399. Independent Study— Submission of the special registration form, available in the Registrar’s Office, and the approval of the instructor and director are required for enrollment. (1-2 course credits) -Staff
An independent study means that you design your own syllabus of academic readings and writing assignments, and persuade a faculty member to agree to meet regularly with you and evaluate your work, typically for one credit. Since a one-credit independent study has higher expectations for academic work than a half-credit exploratory internship, Trinity allows us to count an Educ 399 toward the Educational Studies major.
Finding a faculty sponsor for your independent study may not be easy, because Trinity College does not offer faculty any financial compensation or career incentives to do this. If you have not previously enrolled in a course a faculty member, they are unlikely to agree to work on an independent study with you, because you are unfamiliar to them. Furthermore, scheduling frequent meetings with an individual student on a solo topic is not an efficient use of most faculty members’ limited teaching time.
If you wish to persuade an Educational Studies faculty member to supervise your independent study, then consider this advice:
- Take charge of your learning and plan ahead. Independent studies do not work for passive students who wait until the last minute to meet deadlines.
- Read examples on this web page (and elsewhere) and mine them for ideas about how to deepen your learning.
- “Independent study” does not necessarily mean “one solo student.” Instead, the most successful Educ 399 projects have consisted of 2-5 students who shared the same interests and created their own mini-class.
- Start drafting a syllabus (ideally, with other students) of your learning goals, readings, writing, and other types of assignments that you believe will deepen your learning. Compose this in a collaborative Google Document to share.
- Schedule a meeting to show your progress and persuade a faculty member to work with you.
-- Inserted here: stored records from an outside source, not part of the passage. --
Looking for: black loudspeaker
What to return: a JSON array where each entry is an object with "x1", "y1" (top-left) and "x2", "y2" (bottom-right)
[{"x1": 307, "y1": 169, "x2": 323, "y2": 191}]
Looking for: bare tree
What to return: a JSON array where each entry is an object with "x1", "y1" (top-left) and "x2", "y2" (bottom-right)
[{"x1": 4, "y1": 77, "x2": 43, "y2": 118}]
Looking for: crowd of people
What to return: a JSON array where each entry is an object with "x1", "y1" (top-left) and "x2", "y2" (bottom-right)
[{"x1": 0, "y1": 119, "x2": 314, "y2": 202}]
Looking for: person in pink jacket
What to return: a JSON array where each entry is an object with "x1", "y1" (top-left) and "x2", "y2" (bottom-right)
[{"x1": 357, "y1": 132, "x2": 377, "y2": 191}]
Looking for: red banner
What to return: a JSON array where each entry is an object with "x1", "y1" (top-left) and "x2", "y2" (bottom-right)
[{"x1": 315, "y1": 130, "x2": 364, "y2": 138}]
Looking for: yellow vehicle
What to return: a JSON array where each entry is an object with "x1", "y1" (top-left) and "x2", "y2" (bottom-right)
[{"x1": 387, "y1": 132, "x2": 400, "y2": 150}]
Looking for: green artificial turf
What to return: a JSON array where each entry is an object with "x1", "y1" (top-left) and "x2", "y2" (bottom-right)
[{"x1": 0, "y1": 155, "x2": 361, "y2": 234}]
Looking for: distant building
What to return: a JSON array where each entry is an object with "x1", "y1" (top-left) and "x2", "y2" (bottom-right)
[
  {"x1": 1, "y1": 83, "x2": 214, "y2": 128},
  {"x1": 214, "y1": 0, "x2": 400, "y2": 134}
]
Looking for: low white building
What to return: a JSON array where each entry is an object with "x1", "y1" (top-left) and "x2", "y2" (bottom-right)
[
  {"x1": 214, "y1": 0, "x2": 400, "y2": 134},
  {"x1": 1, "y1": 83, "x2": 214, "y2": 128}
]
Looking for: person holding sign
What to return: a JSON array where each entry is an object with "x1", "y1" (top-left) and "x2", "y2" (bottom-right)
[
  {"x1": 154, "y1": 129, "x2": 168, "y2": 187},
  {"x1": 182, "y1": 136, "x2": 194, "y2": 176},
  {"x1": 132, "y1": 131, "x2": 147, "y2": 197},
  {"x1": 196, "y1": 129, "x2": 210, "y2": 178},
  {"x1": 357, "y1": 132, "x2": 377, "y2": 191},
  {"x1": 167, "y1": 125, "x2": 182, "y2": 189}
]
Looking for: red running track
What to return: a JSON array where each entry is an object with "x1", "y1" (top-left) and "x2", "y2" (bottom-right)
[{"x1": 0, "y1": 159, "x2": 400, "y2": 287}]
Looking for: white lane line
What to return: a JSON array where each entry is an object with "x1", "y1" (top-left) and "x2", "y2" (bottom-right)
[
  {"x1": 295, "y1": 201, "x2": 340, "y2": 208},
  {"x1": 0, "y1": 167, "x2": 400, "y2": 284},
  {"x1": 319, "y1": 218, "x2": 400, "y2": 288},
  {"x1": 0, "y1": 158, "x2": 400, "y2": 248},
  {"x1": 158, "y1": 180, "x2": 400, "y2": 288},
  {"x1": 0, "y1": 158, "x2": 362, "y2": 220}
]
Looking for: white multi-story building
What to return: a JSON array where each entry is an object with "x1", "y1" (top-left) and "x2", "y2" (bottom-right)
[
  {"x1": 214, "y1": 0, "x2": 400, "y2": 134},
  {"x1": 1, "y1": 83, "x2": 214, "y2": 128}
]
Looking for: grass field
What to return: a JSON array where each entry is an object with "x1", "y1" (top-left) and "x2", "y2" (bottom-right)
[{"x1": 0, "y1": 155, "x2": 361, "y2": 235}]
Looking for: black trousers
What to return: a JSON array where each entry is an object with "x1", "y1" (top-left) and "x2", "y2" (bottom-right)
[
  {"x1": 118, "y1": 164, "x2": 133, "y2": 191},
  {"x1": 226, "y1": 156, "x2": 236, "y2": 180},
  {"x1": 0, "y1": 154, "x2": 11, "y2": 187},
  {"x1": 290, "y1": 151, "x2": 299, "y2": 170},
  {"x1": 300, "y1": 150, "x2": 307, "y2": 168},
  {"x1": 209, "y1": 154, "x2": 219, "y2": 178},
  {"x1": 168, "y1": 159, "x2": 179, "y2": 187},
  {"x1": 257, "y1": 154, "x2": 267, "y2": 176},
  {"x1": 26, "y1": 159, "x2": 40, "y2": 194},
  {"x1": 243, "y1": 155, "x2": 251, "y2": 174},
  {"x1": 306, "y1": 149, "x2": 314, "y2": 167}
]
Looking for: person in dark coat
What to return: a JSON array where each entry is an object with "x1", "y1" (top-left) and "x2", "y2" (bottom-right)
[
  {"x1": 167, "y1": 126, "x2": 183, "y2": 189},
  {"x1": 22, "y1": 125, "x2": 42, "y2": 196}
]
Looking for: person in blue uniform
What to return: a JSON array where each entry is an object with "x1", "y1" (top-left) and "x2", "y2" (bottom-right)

The most persuasive arguments will:
- come from 2 or more students working in a small group (rather than solo efforts)
- come from students who have already had a course with that faculty member, to build on prior learning
- connect with academic topics that interest that faculty member, either because they have taught or researched or supervised related work in the past, or because it’s something that they personally wish to learn more about in the future
Examples of successful Educ 399 independent study projects:
- Mohammed Albehadli designed an independent study in 2019 as a research assistant for a study that employs survey and interview methods to investigate how Asian American parents navigate the landscape of school choice in the Greater Hartford Region
- Emily Schroeder designed an independent study based on reading and writing policy analysis while working as a policy intern with the CT Early Childhood Alliance in 2018.
- Emily Meehan, Christina Raiti, and Elaina Rollins created an Educ 399 project on teaching and pedagogy. Drawing on their Educ 200 course, they designed 3rd grade lessons on writing, science, and mathematics, which they taught at a nearby school, video-recorded themselves in action, and wrote reflections on the process and what could be improved.
- Danielle Dooldorian and Brigit Rioual created an Educ 399 project on race and social class in higher education. They built on prior classes with and expanded on readings drawn from Prof. Dougherty’s Color and Money first-year seminar (which they had not taken, but had an existing syllabus). They also produced mini-research projects on Trinity primary source data that could be used by future students.